Away from the elemental onslaught of the winter wind, a few steps inside a chamber clawed from the mountain, several kobalins tended to a stable of livestock. The kobalins were not known for their taste in food, or in anything else for that matter. They were crude monsters who craved raw and bloody meat. When they didn’t find fairies or elves to eat, kobalins survived on boofaloos—large, tame creatures used primarily as a source of food, and sometimes as beasts of burden.
Further within the grotto, the cave fortress opened to reveal the throne of the kobalin king, built of a shock of bones, tusks and spikes—an unspoken threat to those who would dare move against him.
Just behind the throne, in a small antichamber, the Atriumbravis—the lost magic book—hovered in the open air, held there by unseen forces. An invisible magic protected the book from those who would dare to steal it from the kobalin king. Whoever controlled the book could wield its power. The Atriumbravis gave the kobalin king the power to crush the fairy queen, and her descendants. He would eliminate the lineage of the fairies, including the one to come, the name in the whispers—the unicorn princess.
The kobalin king watched the fog weave through the trees, just beyond the ice bridge, when suddenly a platoon of kobalin soldiers dripped from the edge of the forest like a tear of blood. Their terrible screaming echoed through the hills as they scrambled toward the mountain, toward the safety of their misty mountain lair.

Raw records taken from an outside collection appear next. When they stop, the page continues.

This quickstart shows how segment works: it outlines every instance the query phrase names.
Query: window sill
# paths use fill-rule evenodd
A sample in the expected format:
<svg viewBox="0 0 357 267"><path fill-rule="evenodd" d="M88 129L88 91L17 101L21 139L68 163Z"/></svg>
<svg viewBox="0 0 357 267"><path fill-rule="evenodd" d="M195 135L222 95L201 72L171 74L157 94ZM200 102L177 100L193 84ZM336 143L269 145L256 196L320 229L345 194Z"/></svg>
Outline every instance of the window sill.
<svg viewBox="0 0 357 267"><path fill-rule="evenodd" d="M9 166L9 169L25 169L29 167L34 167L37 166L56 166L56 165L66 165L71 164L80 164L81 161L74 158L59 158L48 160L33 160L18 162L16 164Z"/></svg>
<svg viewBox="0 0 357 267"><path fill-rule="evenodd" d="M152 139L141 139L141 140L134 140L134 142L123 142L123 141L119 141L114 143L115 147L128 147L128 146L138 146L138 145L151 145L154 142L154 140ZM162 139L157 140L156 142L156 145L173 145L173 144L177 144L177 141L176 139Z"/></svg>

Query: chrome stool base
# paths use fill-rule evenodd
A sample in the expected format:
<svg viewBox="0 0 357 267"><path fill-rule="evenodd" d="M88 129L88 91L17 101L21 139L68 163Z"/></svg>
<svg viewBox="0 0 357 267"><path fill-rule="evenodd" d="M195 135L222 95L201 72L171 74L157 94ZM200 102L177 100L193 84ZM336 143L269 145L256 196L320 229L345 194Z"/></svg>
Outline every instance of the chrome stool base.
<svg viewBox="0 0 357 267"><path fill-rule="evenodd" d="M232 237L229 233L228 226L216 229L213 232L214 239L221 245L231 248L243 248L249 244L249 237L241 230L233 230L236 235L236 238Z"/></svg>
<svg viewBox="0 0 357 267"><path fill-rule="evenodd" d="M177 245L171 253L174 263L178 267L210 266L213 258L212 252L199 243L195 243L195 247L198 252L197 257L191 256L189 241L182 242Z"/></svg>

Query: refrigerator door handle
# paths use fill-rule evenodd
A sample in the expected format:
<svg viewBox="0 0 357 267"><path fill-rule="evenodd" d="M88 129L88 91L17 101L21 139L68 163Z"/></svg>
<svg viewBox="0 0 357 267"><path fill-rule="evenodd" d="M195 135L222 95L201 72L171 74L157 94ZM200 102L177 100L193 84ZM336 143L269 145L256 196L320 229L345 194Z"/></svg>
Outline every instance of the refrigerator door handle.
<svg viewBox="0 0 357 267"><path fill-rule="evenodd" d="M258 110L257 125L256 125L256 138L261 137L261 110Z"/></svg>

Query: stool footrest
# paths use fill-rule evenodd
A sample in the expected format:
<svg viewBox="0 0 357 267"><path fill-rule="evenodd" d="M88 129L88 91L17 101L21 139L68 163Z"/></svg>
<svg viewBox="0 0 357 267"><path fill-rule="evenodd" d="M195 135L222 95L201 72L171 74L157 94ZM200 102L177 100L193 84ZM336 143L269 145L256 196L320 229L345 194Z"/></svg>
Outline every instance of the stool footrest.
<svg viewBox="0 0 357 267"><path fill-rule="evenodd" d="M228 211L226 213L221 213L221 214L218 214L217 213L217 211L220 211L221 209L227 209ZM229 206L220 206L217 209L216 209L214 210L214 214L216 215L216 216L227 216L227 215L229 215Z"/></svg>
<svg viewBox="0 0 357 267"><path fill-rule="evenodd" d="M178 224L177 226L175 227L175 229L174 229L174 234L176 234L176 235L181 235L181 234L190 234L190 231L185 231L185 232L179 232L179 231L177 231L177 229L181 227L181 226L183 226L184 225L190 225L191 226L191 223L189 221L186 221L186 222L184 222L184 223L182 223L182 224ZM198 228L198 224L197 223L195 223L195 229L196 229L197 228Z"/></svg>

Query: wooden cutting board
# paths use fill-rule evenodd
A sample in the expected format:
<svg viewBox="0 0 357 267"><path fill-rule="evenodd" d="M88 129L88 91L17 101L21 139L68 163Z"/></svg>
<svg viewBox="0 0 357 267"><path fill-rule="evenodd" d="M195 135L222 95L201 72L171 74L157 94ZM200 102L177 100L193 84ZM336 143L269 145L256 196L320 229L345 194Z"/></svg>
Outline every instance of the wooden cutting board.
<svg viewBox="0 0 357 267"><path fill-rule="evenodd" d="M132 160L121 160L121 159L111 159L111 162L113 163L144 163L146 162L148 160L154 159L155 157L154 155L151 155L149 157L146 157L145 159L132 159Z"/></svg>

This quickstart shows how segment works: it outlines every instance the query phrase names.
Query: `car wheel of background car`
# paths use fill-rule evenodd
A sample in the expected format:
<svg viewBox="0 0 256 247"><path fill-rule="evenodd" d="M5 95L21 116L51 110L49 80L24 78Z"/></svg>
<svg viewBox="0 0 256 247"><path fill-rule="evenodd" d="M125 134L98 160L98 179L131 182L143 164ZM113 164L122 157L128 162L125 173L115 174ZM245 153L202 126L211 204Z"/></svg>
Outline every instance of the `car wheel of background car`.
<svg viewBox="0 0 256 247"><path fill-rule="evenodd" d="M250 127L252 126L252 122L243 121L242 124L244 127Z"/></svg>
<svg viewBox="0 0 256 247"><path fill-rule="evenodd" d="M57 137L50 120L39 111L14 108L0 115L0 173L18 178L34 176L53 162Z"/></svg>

Soon, the kobalin king spied through the fog several flying warriors known as noc owls, diving and attacking his troops from above. The noc owls organized their attacks from the air, making it difficult for the kobalins to defend, and driving them to retreat. At the forest’s edge, the noc owls perched in the trees for a moment, then withdrew from the icy winds, back to the safety of the forest.
The commander of the kobalin troops headed the retreat across the ice bridge— a narrow passage of ice and rock, deadly steep on both sides, connecting the lower pass to the fortress gate.
As the retreating kobalins approached the gate, the kobalin king—twice the height of the average kobalin—stood blocking their passage. The commander stopped and came to attention, and the others followed suit. The kobalin king stepped forward slowly, a lion among gazelles, a slow, deep growl in his chest.
The commander, bloodied and wounded, dropped to one knee.
“We have failed you, master. We ask for your leniency, your mer—”
The kobalin king lifted him from the ground with one hand, as though he were a doll. He noticed the commander’s crest pinned to his tunic and ripped it off. Then the kobalin king held the ex-commander high in the air for the rest of them to see.
“P-please m-maste-ahhhh!” the ex-commander croaked.
The kobalin king threw him off the ice bridge without a thought. The fall was so far and long, the echo of his scream trailed until it faded to nothing.
The others all dropped to their knees, quaking with fear. The kobalin king picked up the next in line, roughly pinning the commander’s crest to his tunic.
“Next time, don’t fail,” the kobalin king said, then he turned back toward the gate of his mountain fortress and entered.
Once the king was inside, the rest of the kobalin troops slipped and tripped, clambering toward the safety of the fortress.